But, according to published reports at the time of the 2007 lawsuits, Price and Langdon argued in court that if Kephart was as addicted as she claimed to have been, she should have enrolled in the state's Voluntary Exclusion Program.

The program, developed by the Indiana Gaming Commission and similar to programs in a handful of other states where casinos or track betting exists, allows individuals with compulsive gambling problems to add themselves to a database that casinos crosscheck when they take identification from guests, primarily when they are cashing in on big wins or requesting credit.

Ernest Yelton, the executive director of the commission, said 3,193 Indianans are enrolled in the program, which allows those with gambling problems to voluntarily request to be excluded from Indiana casinos for a period of one year, five years or a lifetime.

He said that 1,532 of those enrolled in Indiana are lifetime members. Members can only be removed from the program at their request.

"The point is to self-help individuals who believe they might have an issue with gaming," Yelton said. "Due to their circumstances, they don't want to go back and gamble again."

Yelton said that if members of the program are caught in any of the 13 casinos in the state, they are subject to arrest for trespassing. And any of their winnings must be forfeited.

While Kephart declined to be an interviewed by ABCNews.com, in a 2007 interview with The (Louisville) Courier-Journal, she said that she never asked to be banned because she "didn't realize how seriously addicted she had become."
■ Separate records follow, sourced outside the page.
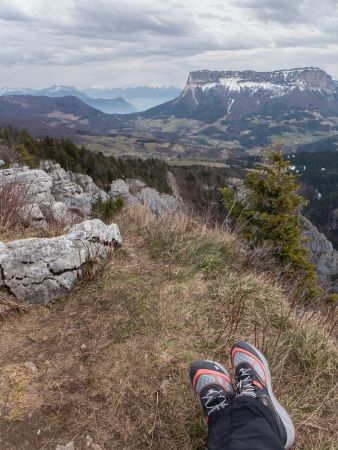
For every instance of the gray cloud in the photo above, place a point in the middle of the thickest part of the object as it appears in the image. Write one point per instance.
(75, 41)
(290, 11)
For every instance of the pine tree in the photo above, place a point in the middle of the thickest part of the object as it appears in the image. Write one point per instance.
(270, 215)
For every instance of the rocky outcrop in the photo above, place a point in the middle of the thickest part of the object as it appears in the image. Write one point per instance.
(136, 192)
(52, 193)
(322, 255)
(41, 270)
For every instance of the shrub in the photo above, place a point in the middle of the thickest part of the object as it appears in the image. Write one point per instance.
(270, 215)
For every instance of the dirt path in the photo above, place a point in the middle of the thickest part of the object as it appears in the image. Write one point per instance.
(103, 363)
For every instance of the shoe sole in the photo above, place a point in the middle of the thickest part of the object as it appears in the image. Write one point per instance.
(286, 419)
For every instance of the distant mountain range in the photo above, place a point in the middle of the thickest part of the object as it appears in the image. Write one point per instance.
(123, 100)
(217, 113)
(108, 105)
(56, 116)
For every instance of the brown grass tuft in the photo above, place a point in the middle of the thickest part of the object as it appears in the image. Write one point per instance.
(113, 356)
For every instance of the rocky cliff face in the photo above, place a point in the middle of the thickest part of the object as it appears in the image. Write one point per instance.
(66, 197)
(322, 255)
(304, 78)
(233, 95)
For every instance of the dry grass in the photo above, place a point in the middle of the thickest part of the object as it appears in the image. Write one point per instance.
(112, 358)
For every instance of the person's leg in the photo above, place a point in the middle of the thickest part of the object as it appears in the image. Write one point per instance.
(254, 395)
(245, 425)
(254, 419)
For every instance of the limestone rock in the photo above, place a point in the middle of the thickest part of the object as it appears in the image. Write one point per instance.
(136, 192)
(37, 182)
(69, 446)
(41, 270)
(159, 204)
(119, 188)
(322, 254)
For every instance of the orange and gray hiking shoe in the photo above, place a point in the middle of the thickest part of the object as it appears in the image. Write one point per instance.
(253, 379)
(212, 386)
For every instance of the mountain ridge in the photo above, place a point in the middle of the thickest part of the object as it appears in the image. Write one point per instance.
(116, 105)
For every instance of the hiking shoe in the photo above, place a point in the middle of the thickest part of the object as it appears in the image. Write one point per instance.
(253, 379)
(212, 386)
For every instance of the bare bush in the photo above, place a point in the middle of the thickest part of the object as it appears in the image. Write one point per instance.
(15, 204)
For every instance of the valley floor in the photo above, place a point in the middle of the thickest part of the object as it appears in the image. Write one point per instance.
(108, 364)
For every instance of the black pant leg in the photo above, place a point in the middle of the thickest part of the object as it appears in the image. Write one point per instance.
(246, 424)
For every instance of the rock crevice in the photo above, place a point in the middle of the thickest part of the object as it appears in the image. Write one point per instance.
(41, 270)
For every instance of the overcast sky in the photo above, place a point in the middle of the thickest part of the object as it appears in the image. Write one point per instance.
(110, 43)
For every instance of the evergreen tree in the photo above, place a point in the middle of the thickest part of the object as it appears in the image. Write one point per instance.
(270, 214)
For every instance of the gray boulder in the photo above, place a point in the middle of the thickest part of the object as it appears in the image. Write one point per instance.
(119, 188)
(41, 270)
(37, 183)
(135, 192)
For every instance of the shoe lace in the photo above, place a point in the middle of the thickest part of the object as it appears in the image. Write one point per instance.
(244, 383)
(215, 400)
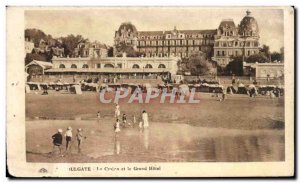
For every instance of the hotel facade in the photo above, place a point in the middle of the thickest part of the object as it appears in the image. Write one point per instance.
(219, 44)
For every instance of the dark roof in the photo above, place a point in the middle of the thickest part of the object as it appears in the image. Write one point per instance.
(227, 22)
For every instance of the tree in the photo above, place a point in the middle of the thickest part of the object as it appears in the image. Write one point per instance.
(275, 56)
(260, 58)
(35, 35)
(235, 66)
(265, 50)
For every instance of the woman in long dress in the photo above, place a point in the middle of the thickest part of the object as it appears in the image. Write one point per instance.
(117, 111)
(145, 119)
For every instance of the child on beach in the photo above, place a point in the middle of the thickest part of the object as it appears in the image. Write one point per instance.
(79, 137)
(57, 140)
(68, 136)
(124, 119)
(117, 127)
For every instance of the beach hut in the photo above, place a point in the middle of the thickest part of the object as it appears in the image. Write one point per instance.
(184, 89)
(204, 87)
(76, 89)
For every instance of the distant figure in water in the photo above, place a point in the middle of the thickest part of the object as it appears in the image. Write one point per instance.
(79, 137)
(98, 116)
(141, 125)
(134, 121)
(124, 119)
(68, 136)
(145, 119)
(117, 111)
(57, 140)
(117, 127)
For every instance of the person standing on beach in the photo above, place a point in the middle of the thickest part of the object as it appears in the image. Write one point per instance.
(224, 95)
(145, 119)
(68, 136)
(79, 137)
(57, 140)
(117, 111)
(98, 116)
(117, 127)
(124, 119)
(134, 121)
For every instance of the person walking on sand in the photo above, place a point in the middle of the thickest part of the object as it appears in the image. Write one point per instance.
(145, 119)
(98, 116)
(124, 119)
(117, 111)
(133, 121)
(224, 95)
(68, 136)
(117, 127)
(57, 140)
(79, 137)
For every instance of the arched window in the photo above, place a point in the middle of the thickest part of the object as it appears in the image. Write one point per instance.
(136, 66)
(74, 66)
(148, 66)
(161, 66)
(62, 66)
(108, 66)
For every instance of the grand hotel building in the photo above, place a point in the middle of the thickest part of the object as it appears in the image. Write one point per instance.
(218, 44)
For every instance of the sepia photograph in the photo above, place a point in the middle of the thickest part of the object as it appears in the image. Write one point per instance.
(151, 86)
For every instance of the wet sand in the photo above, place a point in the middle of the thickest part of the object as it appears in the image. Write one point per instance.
(161, 142)
(238, 129)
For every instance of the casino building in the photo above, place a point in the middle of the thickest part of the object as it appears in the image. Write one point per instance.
(174, 42)
(218, 44)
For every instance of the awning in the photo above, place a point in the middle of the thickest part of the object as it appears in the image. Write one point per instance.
(106, 70)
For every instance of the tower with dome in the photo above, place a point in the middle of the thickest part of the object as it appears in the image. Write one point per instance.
(232, 40)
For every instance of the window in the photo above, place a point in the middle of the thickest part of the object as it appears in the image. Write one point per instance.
(161, 66)
(73, 66)
(62, 66)
(108, 66)
(148, 66)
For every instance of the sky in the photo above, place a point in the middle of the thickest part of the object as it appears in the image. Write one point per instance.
(101, 23)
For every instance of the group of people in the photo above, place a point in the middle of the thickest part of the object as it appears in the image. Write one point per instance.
(144, 123)
(58, 140)
(58, 137)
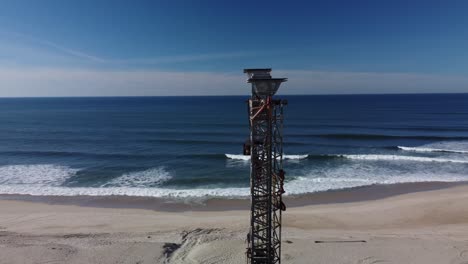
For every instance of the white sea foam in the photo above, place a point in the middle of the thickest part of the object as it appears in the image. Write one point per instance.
(148, 178)
(401, 158)
(427, 149)
(47, 179)
(247, 157)
(35, 175)
(300, 185)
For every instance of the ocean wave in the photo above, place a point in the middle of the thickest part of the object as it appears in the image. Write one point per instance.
(374, 157)
(300, 185)
(378, 136)
(35, 175)
(425, 149)
(247, 157)
(147, 178)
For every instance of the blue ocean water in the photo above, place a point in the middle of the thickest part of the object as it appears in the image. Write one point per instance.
(177, 146)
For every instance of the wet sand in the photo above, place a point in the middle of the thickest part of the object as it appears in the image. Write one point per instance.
(421, 223)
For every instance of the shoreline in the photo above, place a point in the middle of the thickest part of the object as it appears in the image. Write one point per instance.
(339, 196)
(420, 227)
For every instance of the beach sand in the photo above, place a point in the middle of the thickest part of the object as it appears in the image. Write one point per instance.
(420, 227)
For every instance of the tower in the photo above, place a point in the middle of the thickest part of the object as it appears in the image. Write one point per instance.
(266, 169)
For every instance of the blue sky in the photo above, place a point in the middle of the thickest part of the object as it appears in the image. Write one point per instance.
(112, 48)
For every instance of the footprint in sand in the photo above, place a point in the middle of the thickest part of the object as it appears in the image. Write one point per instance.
(462, 258)
(370, 260)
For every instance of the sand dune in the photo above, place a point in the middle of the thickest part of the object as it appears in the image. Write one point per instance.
(423, 227)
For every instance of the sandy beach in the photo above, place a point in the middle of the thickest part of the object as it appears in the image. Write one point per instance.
(420, 227)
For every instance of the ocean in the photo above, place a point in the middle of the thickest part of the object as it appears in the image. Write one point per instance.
(184, 147)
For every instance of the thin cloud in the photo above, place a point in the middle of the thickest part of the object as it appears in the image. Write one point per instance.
(60, 48)
(27, 40)
(20, 82)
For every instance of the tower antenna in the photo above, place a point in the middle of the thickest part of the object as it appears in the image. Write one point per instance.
(265, 148)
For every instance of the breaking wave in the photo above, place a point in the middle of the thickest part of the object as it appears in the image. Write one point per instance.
(247, 157)
(399, 158)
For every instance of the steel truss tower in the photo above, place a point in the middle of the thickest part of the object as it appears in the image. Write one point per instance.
(266, 175)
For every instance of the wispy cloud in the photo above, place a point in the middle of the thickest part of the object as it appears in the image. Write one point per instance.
(69, 51)
(65, 82)
(41, 46)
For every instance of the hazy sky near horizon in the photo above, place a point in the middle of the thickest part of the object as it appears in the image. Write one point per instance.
(125, 48)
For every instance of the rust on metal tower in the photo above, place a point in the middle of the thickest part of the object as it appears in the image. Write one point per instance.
(265, 147)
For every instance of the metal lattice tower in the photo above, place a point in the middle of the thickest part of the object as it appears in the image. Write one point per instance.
(266, 173)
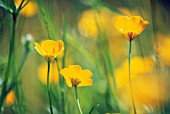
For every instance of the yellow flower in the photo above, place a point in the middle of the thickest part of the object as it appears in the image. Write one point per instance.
(50, 49)
(42, 73)
(10, 98)
(29, 10)
(130, 26)
(164, 49)
(75, 76)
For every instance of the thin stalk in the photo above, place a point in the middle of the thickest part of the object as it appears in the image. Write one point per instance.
(130, 81)
(10, 60)
(62, 88)
(48, 87)
(77, 99)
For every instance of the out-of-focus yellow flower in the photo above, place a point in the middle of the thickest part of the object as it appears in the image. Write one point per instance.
(92, 22)
(75, 76)
(50, 49)
(10, 98)
(42, 73)
(29, 10)
(139, 66)
(164, 49)
(130, 26)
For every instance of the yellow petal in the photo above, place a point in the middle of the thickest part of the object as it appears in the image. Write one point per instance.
(130, 27)
(66, 74)
(59, 47)
(68, 82)
(48, 46)
(74, 71)
(39, 50)
(88, 82)
(85, 74)
(29, 10)
(10, 98)
(137, 24)
(42, 73)
(122, 24)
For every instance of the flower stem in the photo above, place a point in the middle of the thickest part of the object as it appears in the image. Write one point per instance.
(62, 88)
(130, 81)
(48, 87)
(10, 61)
(78, 103)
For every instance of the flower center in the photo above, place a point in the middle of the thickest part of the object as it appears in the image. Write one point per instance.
(131, 35)
(75, 82)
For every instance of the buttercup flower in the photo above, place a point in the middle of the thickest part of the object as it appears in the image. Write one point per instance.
(130, 26)
(50, 49)
(42, 73)
(29, 10)
(75, 76)
(10, 98)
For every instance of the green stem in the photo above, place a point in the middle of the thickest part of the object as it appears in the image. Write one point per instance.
(48, 87)
(130, 81)
(78, 103)
(10, 59)
(62, 88)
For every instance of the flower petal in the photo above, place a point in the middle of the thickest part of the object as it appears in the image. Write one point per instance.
(122, 24)
(48, 46)
(66, 74)
(39, 50)
(88, 82)
(59, 47)
(85, 74)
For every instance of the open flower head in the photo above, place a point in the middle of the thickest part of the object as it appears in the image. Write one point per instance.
(10, 98)
(42, 73)
(130, 26)
(29, 10)
(75, 76)
(50, 49)
(164, 48)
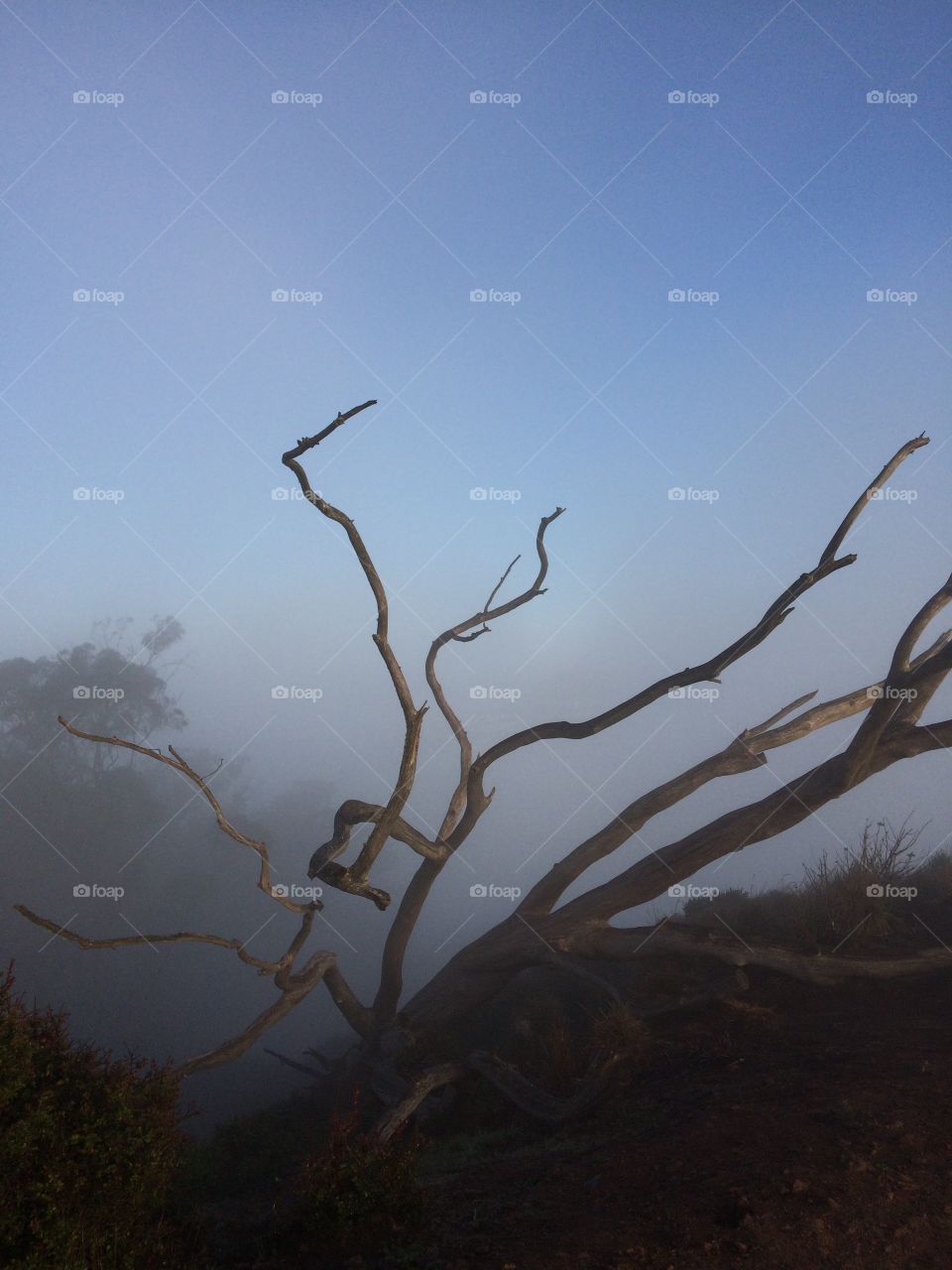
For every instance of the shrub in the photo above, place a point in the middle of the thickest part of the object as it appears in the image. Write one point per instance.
(358, 1193)
(87, 1146)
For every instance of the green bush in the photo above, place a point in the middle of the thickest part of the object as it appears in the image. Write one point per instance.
(87, 1144)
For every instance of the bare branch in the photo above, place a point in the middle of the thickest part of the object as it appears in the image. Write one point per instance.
(397, 1116)
(457, 633)
(130, 940)
(707, 671)
(356, 812)
(413, 717)
(179, 765)
(298, 987)
(878, 483)
(743, 754)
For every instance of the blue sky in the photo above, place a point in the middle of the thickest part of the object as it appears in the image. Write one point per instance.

Court to Rule on Kephart's Debt and Gambling Addiction

"They knew I had money, and they went after it," said Kephart, who attributed her gambling addiction to her former job as a dealer in the mid-1990s. Since that time, Kephart told the paper, she estimated that she'd gambled away at least $900,000. Today, Kephart's attorney says his client is in Nashville, Tenn., where she is currently unemployed.

Ed Feigenbaum, the editor of Indiana Gaming Insight, and a lawyer, said that the decision by the Supreme Court to take on the Kephart case is telling and could have ramifications that reach far beyond Indiana's borders.

"In Indiana, there isn't a great deal of law and certainly, not real, black-letter law on this particular topic," said Feigenbaum, who has no connection to the Kephart case. "We've only had casinos since the beginning of the 1990s, so we're still experiencing a lot of the general civil litigation that follows these types of things."

Feigenbaum said he has rarely seen the appellate judges be as outspoken in their court opinions as they were in the Kephart case and that might be the reason the Supreme Court starting paying attention, he said.

Even in the majority opinion, which was 2-1, one of the judges expressed concerns about the casino's willingness to extend credit to Kephart.

The outcome of the Kephart case could also influence gambling law elsewhere, said Feigenbaum, who added that he couldn't think of another case in which a U.S. court has ruled in favor of the compulsive gambler.

"This is a court that has gained some notice in recent years for being well-reasoned," he said. "This is a ruling that, one way or another, could be looked at by other courts and picked up upon."

The hearing for the Kephart case is scheduled to begin Oct. 29.